The challenge was making sure the 1870s cabin didn't fall apart.
But after five months of restoration, Old Cowtown handed over the key to the Heller Cabin to Wichita Mayor Carl Brewer Saturday morning.
The cabin now stands at the entrance to the living history museum, which recreates part of Wichita from the same era.
The cabin, donated by the estate of Wichita resident Donna Heller, was originally built by Civil War veteran Leonhard Hoffman in the town of Elmo.
Heller's cabin is ranked by historic preservationists as one of the nation's top 10 structures remaining from that era. But the cabin stood at the back entrance in bubble wrap for seven years.
The City Council approved moving it in March, and the Cowtown board financed the project with help from private donations.

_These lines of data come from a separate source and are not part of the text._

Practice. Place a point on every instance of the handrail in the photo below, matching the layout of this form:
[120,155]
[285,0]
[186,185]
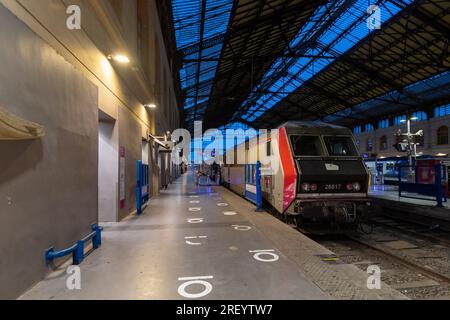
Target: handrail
[77,250]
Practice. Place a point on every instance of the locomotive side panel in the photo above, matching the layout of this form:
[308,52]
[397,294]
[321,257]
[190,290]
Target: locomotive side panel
[237,179]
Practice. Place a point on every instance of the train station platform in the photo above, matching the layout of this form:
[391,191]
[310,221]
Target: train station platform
[422,211]
[208,243]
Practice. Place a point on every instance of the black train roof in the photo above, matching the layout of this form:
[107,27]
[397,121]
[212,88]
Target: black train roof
[314,127]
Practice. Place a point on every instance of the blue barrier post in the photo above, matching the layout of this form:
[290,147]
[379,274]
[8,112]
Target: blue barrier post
[438,182]
[258,188]
[139,188]
[77,250]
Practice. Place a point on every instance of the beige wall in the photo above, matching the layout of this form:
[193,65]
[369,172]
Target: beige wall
[430,128]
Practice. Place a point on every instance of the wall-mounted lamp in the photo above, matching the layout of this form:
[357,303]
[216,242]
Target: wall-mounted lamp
[150,105]
[120,58]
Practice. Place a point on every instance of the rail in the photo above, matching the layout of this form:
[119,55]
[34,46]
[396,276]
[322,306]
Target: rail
[77,250]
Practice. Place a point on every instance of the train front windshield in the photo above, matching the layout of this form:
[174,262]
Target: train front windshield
[340,146]
[312,146]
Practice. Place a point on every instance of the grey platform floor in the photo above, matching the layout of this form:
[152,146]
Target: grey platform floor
[156,256]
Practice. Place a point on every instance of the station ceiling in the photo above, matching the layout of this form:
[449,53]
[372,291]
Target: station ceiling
[259,63]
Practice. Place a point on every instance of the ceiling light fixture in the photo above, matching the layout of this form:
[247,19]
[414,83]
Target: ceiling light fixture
[150,105]
[120,58]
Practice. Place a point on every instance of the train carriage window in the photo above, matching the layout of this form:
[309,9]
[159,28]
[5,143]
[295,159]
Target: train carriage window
[307,146]
[340,146]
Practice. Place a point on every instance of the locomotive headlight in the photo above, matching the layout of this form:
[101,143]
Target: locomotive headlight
[357,186]
[306,187]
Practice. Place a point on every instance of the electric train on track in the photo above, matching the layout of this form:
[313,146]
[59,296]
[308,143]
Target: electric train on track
[320,179]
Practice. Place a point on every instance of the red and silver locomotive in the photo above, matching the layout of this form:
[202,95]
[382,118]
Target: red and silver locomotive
[320,179]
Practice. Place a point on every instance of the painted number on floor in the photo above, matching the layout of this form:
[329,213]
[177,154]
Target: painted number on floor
[192,243]
[241,228]
[265,255]
[196,220]
[197,282]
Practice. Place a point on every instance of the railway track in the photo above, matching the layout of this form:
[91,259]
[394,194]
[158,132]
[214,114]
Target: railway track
[412,279]
[419,266]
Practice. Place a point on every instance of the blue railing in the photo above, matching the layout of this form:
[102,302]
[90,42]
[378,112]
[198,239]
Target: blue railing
[143,186]
[410,181]
[77,250]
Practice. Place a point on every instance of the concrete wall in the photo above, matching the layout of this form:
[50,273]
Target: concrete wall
[61,78]
[429,127]
[108,173]
[130,138]
[48,187]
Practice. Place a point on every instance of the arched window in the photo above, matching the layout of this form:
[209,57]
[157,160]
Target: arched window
[369,145]
[442,135]
[383,143]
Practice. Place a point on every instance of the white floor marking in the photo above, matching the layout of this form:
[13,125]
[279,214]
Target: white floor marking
[222,204]
[195,220]
[241,228]
[259,253]
[194,243]
[195,281]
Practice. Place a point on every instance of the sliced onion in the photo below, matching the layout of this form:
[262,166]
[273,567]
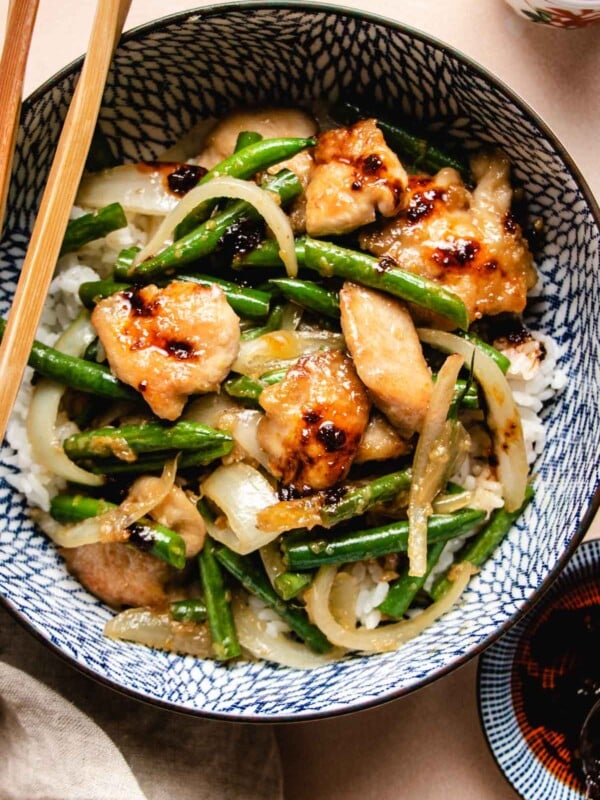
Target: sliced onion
[262,200]
[343,599]
[239,491]
[113,524]
[243,426]
[218,411]
[44,438]
[139,188]
[270,555]
[504,420]
[139,502]
[279,648]
[448,503]
[286,515]
[385,637]
[430,463]
[88,531]
[157,629]
[277,348]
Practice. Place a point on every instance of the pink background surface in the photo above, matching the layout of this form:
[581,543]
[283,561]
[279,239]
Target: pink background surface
[429,745]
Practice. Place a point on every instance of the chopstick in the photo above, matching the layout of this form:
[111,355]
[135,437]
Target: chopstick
[57,201]
[17,40]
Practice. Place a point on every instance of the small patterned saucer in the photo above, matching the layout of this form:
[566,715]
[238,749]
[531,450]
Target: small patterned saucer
[538,682]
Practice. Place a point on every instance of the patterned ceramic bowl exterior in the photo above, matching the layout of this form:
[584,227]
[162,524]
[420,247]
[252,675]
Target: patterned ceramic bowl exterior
[558,13]
[530,757]
[165,77]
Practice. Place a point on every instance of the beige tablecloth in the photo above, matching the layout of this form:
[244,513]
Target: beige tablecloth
[424,747]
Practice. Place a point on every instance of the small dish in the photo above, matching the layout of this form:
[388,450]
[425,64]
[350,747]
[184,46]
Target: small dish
[537,684]
[568,14]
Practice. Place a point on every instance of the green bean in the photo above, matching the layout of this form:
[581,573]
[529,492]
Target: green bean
[246,302]
[218,606]
[355,500]
[244,163]
[403,591]
[465,394]
[249,572]
[478,549]
[422,153]
[245,388]
[246,138]
[77,373]
[362,545]
[205,238]
[145,533]
[309,295]
[289,584]
[273,323]
[192,610]
[267,255]
[146,464]
[329,259]
[147,437]
[124,262]
[93,226]
[499,358]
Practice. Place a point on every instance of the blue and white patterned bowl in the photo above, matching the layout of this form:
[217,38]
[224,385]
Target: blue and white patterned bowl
[535,757]
[165,77]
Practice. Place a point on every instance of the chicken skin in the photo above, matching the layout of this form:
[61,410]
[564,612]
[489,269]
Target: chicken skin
[381,337]
[314,421]
[467,241]
[356,176]
[168,343]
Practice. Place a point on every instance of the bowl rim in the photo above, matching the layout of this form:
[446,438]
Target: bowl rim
[220,9]
[517,632]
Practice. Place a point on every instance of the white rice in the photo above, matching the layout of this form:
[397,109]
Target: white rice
[274,624]
[95,261]
[534,378]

"The biggest challenge was moving it across the park without it falling apart," said Eric Swenson of Dondlinger Construction, following Saturday's opening ceremonies.

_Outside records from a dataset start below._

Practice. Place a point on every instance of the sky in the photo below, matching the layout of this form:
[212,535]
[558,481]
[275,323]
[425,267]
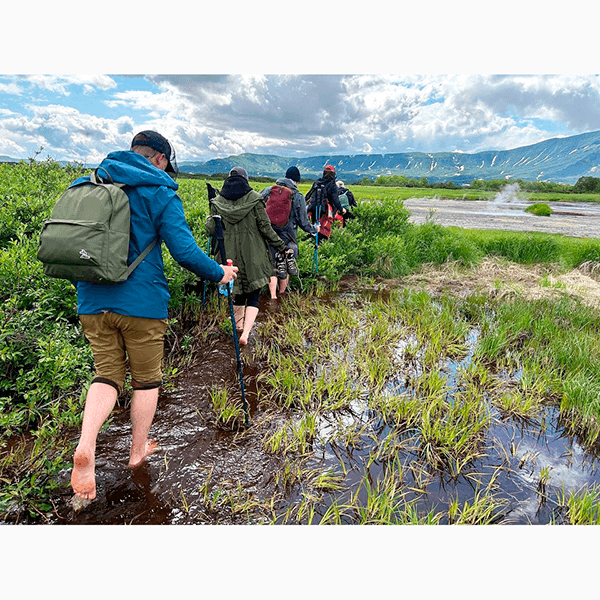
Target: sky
[378,86]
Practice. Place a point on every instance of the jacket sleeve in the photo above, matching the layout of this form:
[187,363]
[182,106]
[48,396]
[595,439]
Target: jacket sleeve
[264,226]
[351,198]
[334,197]
[176,233]
[300,216]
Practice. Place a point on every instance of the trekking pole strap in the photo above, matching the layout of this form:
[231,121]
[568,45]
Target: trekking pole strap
[140,258]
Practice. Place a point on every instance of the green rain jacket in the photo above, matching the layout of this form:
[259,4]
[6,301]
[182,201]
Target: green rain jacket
[248,233]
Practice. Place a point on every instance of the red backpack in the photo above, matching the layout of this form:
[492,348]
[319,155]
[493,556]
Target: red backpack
[279,205]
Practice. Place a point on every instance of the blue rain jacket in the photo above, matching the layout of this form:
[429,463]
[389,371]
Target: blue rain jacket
[156,213]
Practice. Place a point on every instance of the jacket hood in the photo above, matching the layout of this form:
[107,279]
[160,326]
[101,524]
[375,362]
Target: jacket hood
[234,210]
[136,170]
[235,187]
[286,182]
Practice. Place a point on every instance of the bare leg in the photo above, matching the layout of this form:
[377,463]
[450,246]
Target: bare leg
[283,284]
[238,312]
[143,408]
[251,312]
[99,402]
[273,287]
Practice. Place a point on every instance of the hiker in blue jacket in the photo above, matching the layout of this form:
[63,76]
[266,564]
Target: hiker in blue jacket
[125,322]
[298,218]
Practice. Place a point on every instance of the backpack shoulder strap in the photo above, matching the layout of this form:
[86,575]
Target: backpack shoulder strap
[98,180]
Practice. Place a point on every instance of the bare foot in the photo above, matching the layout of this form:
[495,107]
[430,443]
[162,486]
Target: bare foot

Although considered what Cowtown assistant curator Teddie Barlow called "an excellent example of high quality workmanship for the time," 130 years had taken its toll.
Two of the rotting logs had to be replaced, Swenson said, and special bracing kept the cabin upright during its renovation.
Contractors also had to figure out how to fill gaps between the logs — a process called chinking — while trying to keep as close to materials of the era as possible.
Dondlinger ended up using a mixture of white Portland cement, lime and river sand to fill the gaps.
"It took a lot of planning and careful attention to detail," David Dennis, president of the Cowtown board, told the group Saturday.
Brewer said he often begins public speeches to groups about Wichita's rich history, which dates to 1870.
"What a better way to preserve that when you walk into Old Cowtown and see a real cabin from 1870," Brewer said.